15 octobre
Il pleut encore dès le matin, et la radio de JC
déchire le sommeil de Charlotte. D’une certaine façon c’est une consolation.
Pour lui aussi sans doute. Et pour les travailleurs bien réveillés qui se
dirigent vers leur bus ou leur métro ? Les enfants à cartable qui
traînent les pieds ? Dans un monde idéal, il n’aurait pas sa place, mais
eux non plus, et Charlotte pas davantage. Ou bien si, justement : dans un
monde idéal, Charlotte serait un modèle de lucidité et elle se comporterait
d’une tout autre façon. Elle se lèverait avec le soleil chaque matin. Elle
irait s’enquérir de la santé de JC en lui apportant de quoi se sustenter au
sortir d’une nuit paisible et il ne sentirait pas l’alcool à plein nez.
« JC, baisse ta radio, on ne s’entend pas.
- Je t’entends, bordel, et j’emmerde les flics !
- C’est moi JC, c’est Charlotte, je t’ai apporté un café.

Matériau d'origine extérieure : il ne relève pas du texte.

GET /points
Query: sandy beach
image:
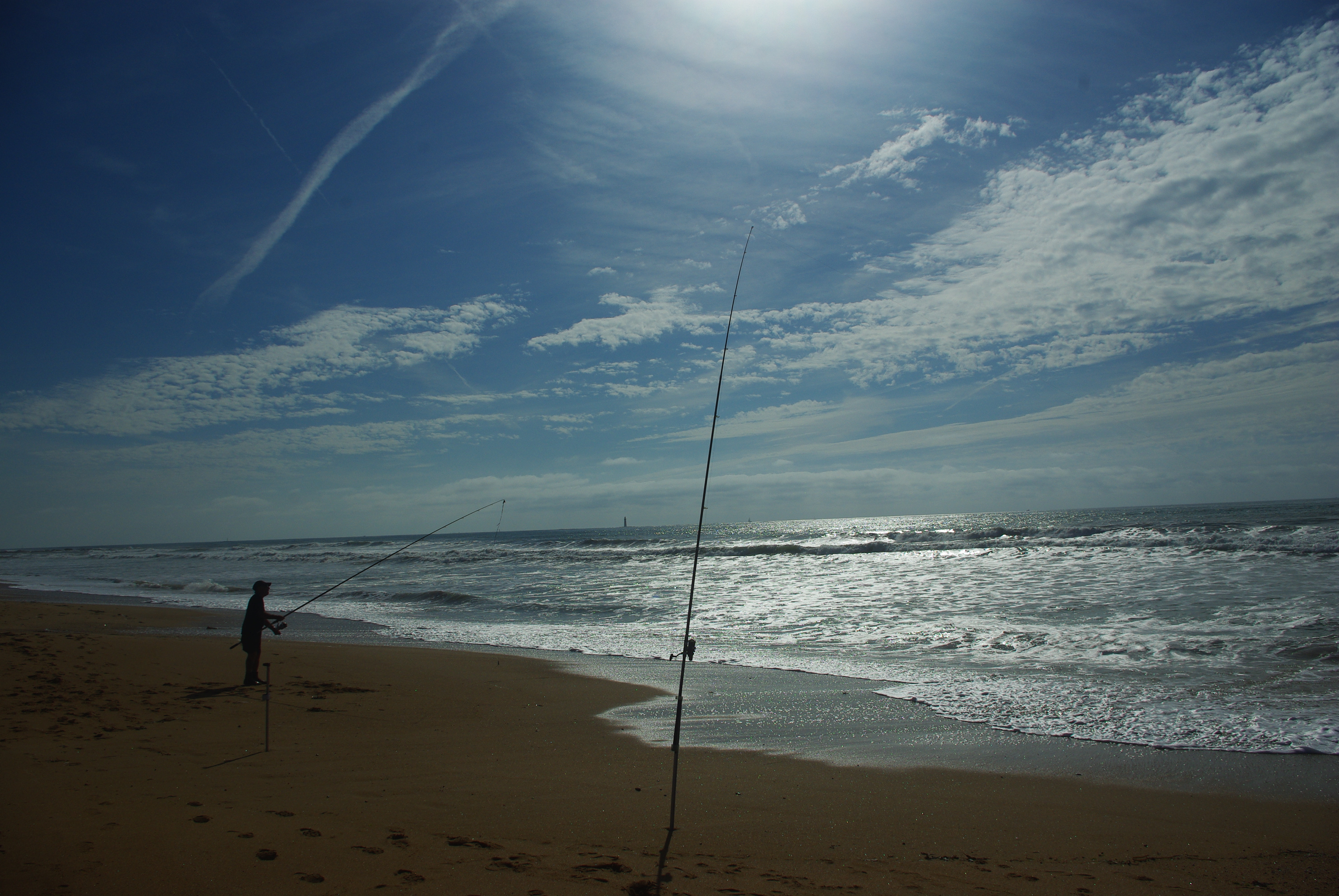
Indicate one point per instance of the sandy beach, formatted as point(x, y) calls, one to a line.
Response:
point(136, 764)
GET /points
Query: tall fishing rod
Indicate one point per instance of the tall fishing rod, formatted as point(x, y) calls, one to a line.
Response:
point(502, 501)
point(693, 582)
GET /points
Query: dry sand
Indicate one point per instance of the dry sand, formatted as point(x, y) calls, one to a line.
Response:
point(133, 765)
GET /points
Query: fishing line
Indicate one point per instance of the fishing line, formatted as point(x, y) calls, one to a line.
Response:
point(693, 582)
point(502, 501)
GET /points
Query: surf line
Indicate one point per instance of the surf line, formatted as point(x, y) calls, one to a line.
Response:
point(502, 501)
point(693, 582)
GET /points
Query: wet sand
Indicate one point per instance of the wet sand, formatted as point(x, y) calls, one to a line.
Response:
point(135, 764)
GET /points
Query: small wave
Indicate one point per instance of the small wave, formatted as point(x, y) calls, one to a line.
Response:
point(204, 587)
point(449, 598)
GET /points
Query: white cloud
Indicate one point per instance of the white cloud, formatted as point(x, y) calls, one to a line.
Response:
point(900, 157)
point(1215, 197)
point(266, 382)
point(1276, 402)
point(765, 421)
point(781, 215)
point(640, 319)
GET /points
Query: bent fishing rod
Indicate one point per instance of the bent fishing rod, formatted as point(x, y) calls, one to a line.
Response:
point(693, 580)
point(502, 501)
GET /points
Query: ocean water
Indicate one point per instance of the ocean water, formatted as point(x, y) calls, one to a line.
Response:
point(1193, 626)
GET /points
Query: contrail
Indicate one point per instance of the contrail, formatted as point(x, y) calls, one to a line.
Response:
point(448, 45)
point(247, 104)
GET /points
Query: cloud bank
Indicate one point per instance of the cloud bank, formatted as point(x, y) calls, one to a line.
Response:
point(1213, 197)
point(266, 382)
point(899, 157)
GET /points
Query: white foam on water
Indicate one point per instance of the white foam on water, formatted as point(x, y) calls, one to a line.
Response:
point(1192, 627)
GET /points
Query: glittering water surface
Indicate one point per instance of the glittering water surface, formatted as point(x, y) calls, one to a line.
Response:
point(1208, 626)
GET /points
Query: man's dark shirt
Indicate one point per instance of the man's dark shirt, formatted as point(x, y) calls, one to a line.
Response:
point(252, 623)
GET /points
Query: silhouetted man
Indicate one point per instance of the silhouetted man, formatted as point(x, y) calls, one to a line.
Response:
point(253, 623)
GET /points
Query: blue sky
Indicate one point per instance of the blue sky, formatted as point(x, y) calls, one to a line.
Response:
point(338, 268)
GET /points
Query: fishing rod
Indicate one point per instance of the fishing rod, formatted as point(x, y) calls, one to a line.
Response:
point(283, 617)
point(689, 646)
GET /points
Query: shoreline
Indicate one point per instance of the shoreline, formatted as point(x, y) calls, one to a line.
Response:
point(491, 773)
point(837, 720)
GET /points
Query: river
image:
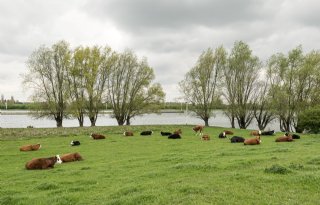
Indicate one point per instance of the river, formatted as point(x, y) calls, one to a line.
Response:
point(21, 119)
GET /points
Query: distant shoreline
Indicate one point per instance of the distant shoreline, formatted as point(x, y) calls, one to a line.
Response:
point(25, 112)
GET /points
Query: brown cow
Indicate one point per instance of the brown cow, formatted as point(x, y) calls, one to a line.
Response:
point(228, 132)
point(198, 128)
point(284, 139)
point(179, 132)
point(205, 137)
point(128, 133)
point(255, 133)
point(30, 147)
point(70, 157)
point(96, 136)
point(43, 163)
point(252, 141)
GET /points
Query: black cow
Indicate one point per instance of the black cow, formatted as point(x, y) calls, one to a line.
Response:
point(166, 133)
point(174, 136)
point(267, 132)
point(75, 143)
point(146, 133)
point(236, 139)
point(222, 135)
point(294, 136)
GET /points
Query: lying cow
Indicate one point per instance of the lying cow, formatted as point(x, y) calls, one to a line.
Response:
point(165, 133)
point(236, 139)
point(96, 136)
point(252, 141)
point(179, 132)
point(43, 163)
point(284, 139)
point(267, 132)
point(71, 157)
point(205, 137)
point(30, 147)
point(228, 132)
point(255, 133)
point(294, 136)
point(128, 133)
point(198, 129)
point(174, 136)
point(146, 133)
point(75, 143)
point(222, 135)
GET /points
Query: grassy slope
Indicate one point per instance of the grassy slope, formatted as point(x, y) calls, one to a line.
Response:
point(155, 170)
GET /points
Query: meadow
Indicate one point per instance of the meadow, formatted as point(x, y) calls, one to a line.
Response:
point(156, 170)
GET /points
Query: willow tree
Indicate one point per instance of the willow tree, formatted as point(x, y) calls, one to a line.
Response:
point(201, 83)
point(97, 63)
point(76, 84)
point(241, 78)
point(130, 88)
point(295, 83)
point(46, 78)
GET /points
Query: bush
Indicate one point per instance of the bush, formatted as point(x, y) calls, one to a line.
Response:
point(309, 120)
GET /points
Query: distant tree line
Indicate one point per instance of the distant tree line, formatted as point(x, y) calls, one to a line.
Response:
point(79, 82)
point(285, 87)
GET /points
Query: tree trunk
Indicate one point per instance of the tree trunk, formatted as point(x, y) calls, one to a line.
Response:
point(128, 121)
point(93, 121)
point(59, 121)
point(206, 121)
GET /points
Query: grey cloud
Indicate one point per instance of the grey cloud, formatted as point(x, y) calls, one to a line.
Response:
point(144, 14)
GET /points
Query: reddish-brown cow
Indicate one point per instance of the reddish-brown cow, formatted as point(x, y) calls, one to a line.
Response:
point(43, 163)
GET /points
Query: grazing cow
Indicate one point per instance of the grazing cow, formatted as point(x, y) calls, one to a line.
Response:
point(205, 137)
point(43, 163)
point(75, 143)
point(294, 136)
point(252, 141)
point(96, 136)
point(30, 147)
point(284, 139)
point(165, 133)
point(255, 133)
point(128, 133)
point(71, 157)
point(267, 132)
point(228, 132)
point(198, 128)
point(174, 136)
point(146, 133)
point(222, 135)
point(179, 132)
point(236, 139)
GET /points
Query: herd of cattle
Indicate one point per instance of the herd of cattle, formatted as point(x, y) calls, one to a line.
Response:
point(45, 163)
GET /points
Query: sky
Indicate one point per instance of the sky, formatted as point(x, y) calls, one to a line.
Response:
point(171, 34)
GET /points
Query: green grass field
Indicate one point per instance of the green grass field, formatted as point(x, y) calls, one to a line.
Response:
point(155, 170)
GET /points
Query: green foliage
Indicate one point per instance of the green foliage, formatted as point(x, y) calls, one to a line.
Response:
point(155, 170)
point(309, 120)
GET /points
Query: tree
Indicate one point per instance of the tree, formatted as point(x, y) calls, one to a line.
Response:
point(130, 90)
point(201, 83)
point(76, 84)
point(294, 82)
point(310, 120)
point(241, 78)
point(46, 77)
point(262, 107)
point(97, 64)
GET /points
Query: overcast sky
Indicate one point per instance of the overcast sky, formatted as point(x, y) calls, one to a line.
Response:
point(171, 34)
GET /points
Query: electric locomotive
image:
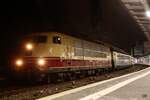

- Entre, tu vas te faire saucer ! »
Charlotte se tient penchée sur le seuil de l’antre où
stagnent des remugles mouillés, il n’y a pas de place pour deux, elle
s’accroupit. Elle remarque les plis de chair sur le visage de JC, ses joues, il
a quelque chose de Popeye, et puis ses yeux, les petits vaisseaux sanguins sur
les globes oculaires. Les dents en moins, c’est pour cela qu’il y a du
relâchement au niveau des mâchoires. « Qu’est-ce que tu as à me regarder
comme ça, tu veux ma photo ? » Ça le fait rire mais c’est agressif
aussi, son haleine est chargée. « Tu permets ? Charlotte tourne
le bouton du volume, Je suis venue voir comment tu allais.
- C’est vrai, Mademoiselle n’aime pas la publicité,
Mademoiselle n’écoute pas la radio, perchée dans son château…
- Tu es retourné à l’hôpital pour ton pansement ?
- … Mais la publicité c’est des infos et les infos
c’est de la musique et la musique tu peux pas comprendre.
- JC, m’emmerde pas, montre-moi ton bras.
- Touche-moi pas ! »
Charlotte se recule sur ses talons, elle porte la main
à sa nuque, là où les morsures d’araignée continuent à la démanger, JC d’un
coup lui sourit, « Je vais te montrer ». Il passe un pull puis deux
par-dessus sa tête, écarte d’un geste étonnamment féminin l’échancrure de son
maillot de corps pour révéler le haut de son bras près de l’épaule, où le
bandage a été retiré, Charlotte voit mal, la pluie lui dégouline dans le dos.
Elle devine la crasse, et une boursouflure suintante, « JC, ça va
s’infecter.
- Tu parles, c’est guéri ! Je vais faire une
croûte et après j’aurai une peau de bébé, un petit bébé... Et je le bercerai comme
si c’était ma fille. »
Il a fermé les yeux, il se serre dans ses propres bras
et se balance doucement, Charlotte éternue et se relève. Elle a besoin de
marcher, les genoux ankylosés. La pluie a cessé, les autobus soulèvent des
gerbes près des trottoirs. Elle se sent attentive, d’habitude à cette heure de
la journée elle dort. Un rayon de soleil fait briller les façades et les
carrosseries. Elle cherche une flaque qu’elle pourrait photographier où se
réfléchirait le ciel, une photo prise vers le bas, qui déparerait dans sa
collection, impossible à rapprocher d’aucune autre.